This study represents a significant advancement in the field of medical diagnostics for AA, particularly in cases with equivocal CT findings. Unlike studies that primarily focus on definitive AA and do not focus on equivocal AA, this study uniquely employed AutoML and AutoFE to diagnose equivocal AA by integrating both clinical findings and CT interpretations. We have directly addressed three critical areas of contribution that set our work apart from existing literature. First, we provided robust evidence for the diagnosis of AA under uncommon conditions, where conventional diagnostic tools could be ineffective due to ambiguity in clinical presentations and imaging results. Second, this study uniquely integrated clinical findings with CT interpretations, employing a comprehensive approach not widely explored in previous studies.

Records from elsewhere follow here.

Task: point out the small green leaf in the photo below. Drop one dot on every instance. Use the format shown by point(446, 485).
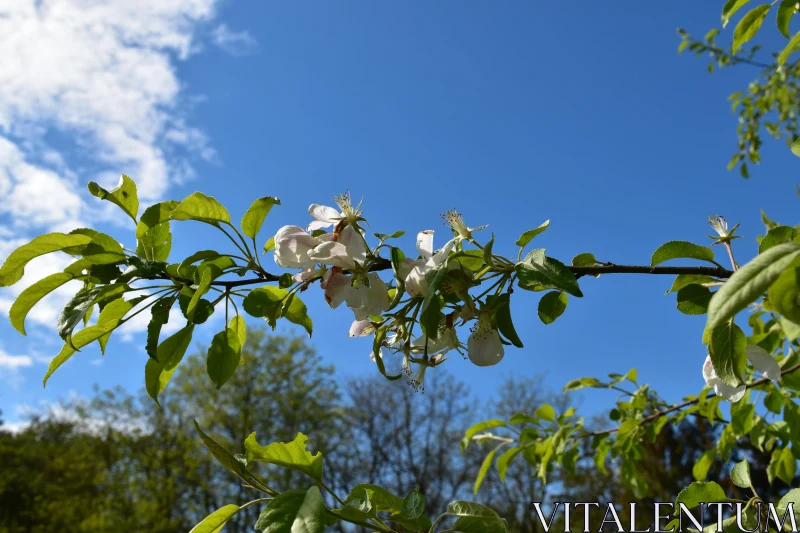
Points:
point(740, 474)
point(537, 270)
point(727, 350)
point(694, 299)
point(124, 195)
point(214, 522)
point(487, 462)
point(103, 250)
point(775, 236)
point(701, 492)
point(413, 505)
point(198, 206)
point(784, 294)
point(255, 215)
point(477, 428)
point(748, 284)
point(503, 318)
point(292, 455)
point(32, 295)
point(786, 11)
point(528, 236)
point(14, 266)
point(731, 7)
point(223, 356)
point(157, 372)
point(684, 280)
point(749, 26)
point(294, 511)
point(681, 250)
point(546, 412)
point(552, 305)
point(475, 518)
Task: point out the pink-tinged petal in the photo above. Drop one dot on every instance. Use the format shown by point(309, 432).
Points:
point(318, 224)
point(354, 244)
point(331, 253)
point(708, 371)
point(361, 328)
point(337, 287)
point(425, 243)
point(763, 362)
point(323, 213)
point(730, 393)
point(484, 348)
point(416, 285)
point(439, 257)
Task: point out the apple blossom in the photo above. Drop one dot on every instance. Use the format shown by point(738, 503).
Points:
point(761, 360)
point(484, 346)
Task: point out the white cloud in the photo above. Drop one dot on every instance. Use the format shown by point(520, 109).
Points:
point(236, 43)
point(97, 77)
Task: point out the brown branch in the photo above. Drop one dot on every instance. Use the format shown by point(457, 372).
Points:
point(385, 264)
point(678, 407)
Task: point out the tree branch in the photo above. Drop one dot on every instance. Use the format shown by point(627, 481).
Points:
point(658, 414)
point(385, 264)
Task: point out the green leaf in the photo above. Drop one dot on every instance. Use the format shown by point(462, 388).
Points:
point(503, 318)
point(294, 511)
point(111, 315)
point(703, 464)
point(76, 308)
point(475, 518)
point(748, 284)
point(124, 195)
point(477, 428)
point(78, 341)
point(103, 250)
point(784, 294)
point(749, 26)
point(273, 302)
point(552, 305)
point(504, 461)
point(198, 206)
point(537, 270)
point(788, 50)
point(223, 356)
point(214, 522)
point(487, 462)
point(157, 372)
point(413, 505)
point(528, 236)
point(255, 215)
point(701, 492)
point(727, 351)
point(740, 474)
point(684, 280)
point(546, 412)
point(694, 299)
point(228, 460)
point(731, 7)
point(32, 295)
point(681, 250)
point(291, 455)
point(776, 236)
point(14, 266)
point(159, 314)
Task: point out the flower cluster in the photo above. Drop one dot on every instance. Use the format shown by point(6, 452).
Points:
point(333, 249)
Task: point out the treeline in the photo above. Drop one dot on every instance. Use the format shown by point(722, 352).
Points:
point(116, 463)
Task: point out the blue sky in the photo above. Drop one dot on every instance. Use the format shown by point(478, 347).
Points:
point(514, 113)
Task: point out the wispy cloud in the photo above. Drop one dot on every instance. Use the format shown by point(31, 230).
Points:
point(236, 43)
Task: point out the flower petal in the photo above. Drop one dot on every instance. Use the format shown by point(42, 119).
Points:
point(425, 243)
point(763, 362)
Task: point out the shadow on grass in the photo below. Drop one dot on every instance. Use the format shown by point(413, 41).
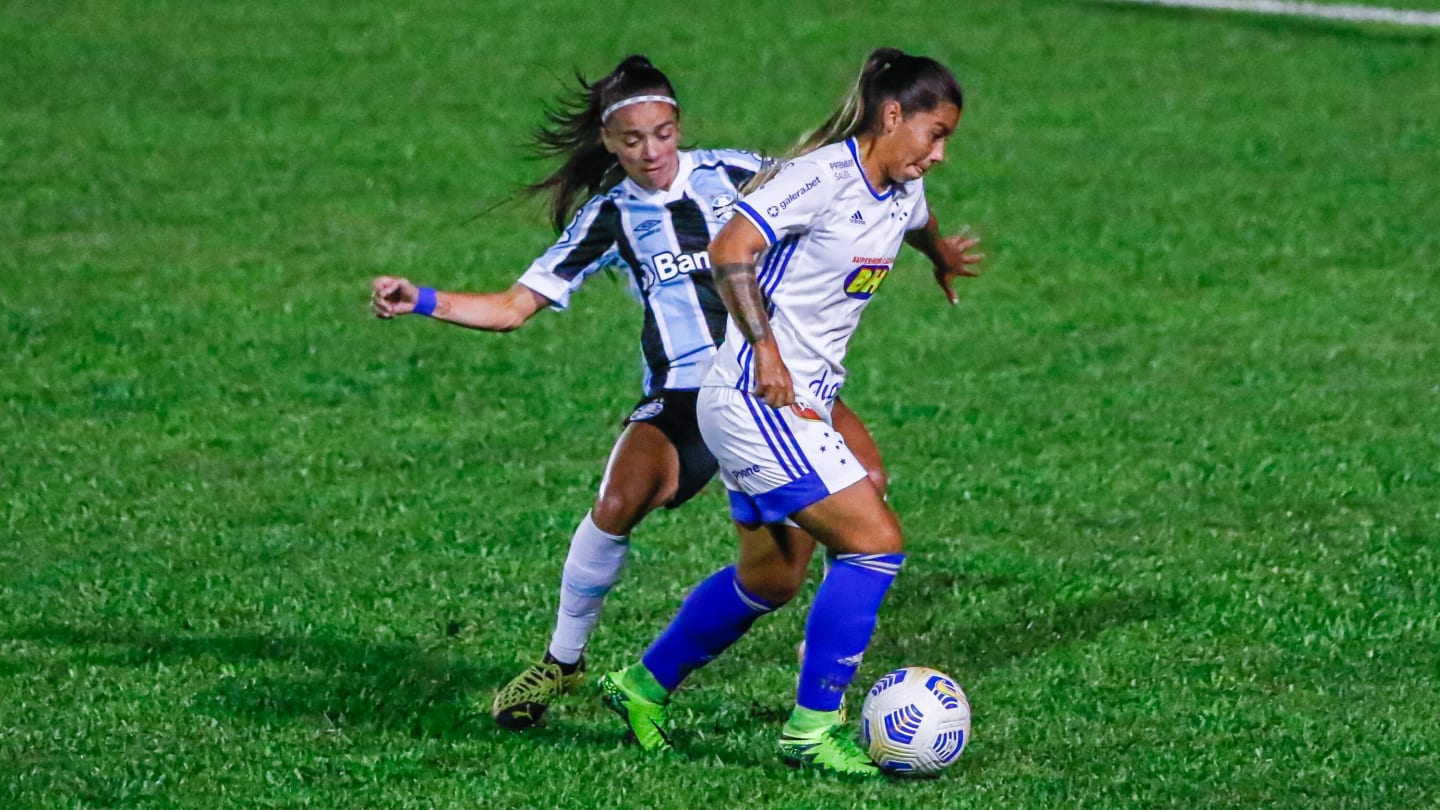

This integration harnesses the strengths of both diagnostic methods, providing a nuanced and accurate diagnostic tool for clinicians. Influential factors were identified by leveraging the “feature_importance” attribute of AutoGluon, addressing concerns about the transparency of AutoML. Third, by utilizing AutoML techniques through AutoGluon and autofeat, we introduced a methodology that simplifies the complex data analysis process. This approach not only enhances diagnostic accuracy but also makes cutting-edge diagnostic tools accessible and user-friendly for clinicians across various healthcare environments. Unlike conventional methods that require extensive manual input and expertise, our automated approach significantly reduces the time and effort required for accurate diagnosis. We anticipate that this framework will encourage research in the medical field, particularly in utilizing tabular data, which is commonly used in medical practice, enhancing the accuracy and efficiency of diagnoses across various conditions. These contributions emphasize the potential of our methodology to significantly impact clinical practice by improving the accuracy of AA diagnoses, thereby reducing the risk of adverse outcomes for patients with this condition.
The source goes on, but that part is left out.